Switching over to the science of studio design, people like Thomas @ Northward put a lot of work into a dense listener to listener (not speaker to listener, but rather self noises back to self) ambience in an otherwise dead room (the room is dead from a speaker to listener perspective save the floor bounce). The theory is that we live almost all of our lives with early reflections (and floor bounce) and if we don't have them it puts us into an anxious state. Having some early reflections that are reasonably diffused eases the mind and opens up the ears. Same basic theory with NE control rooms.

This is interesting to me with regard to RTL because I wonder if the problem is actually the delay, or the unnatural state of having a singular specular reflection.

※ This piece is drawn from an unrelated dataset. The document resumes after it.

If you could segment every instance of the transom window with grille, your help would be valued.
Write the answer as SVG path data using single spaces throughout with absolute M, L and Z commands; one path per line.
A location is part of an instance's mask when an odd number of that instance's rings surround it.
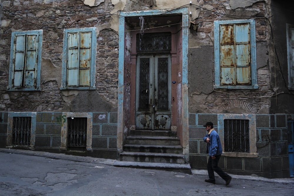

Also if the hypothesis is that it is comb filtering that bothers us, this is a problem related only to a pronounced specular reflection that isn't mitigated by other early reflections with different flight paths. IE the difference between a shower and cans with RTL (plus acoustic latency) is mainly that that the shower has myriad early reflections, and the cans only have the 1. Then we add reverb...

Something more thought out in terms of space emulation like the Klang:Fabrik is really interesting to me. I think typical reverb presets with longer decay times naturally get mixed too low to properly emulate a dense ER field. So you get a specular reflection with a dense reverb field that is 10dB or more below the first reflection (or RTL+acoustic delay), and there would (could) still be comb filtering. But on the science side, there is PLENTY of comb filtering starting at just 1ms (voice to mic delay only) and quite a bit by 2ms total (including the acoustic latency plus any RTL)...

Really just thinking out loud here- it's hard for me to wrap my head around not being able to live with a couple ms before the first reflection, when in reality we spend all of our lives outside of headphones like that.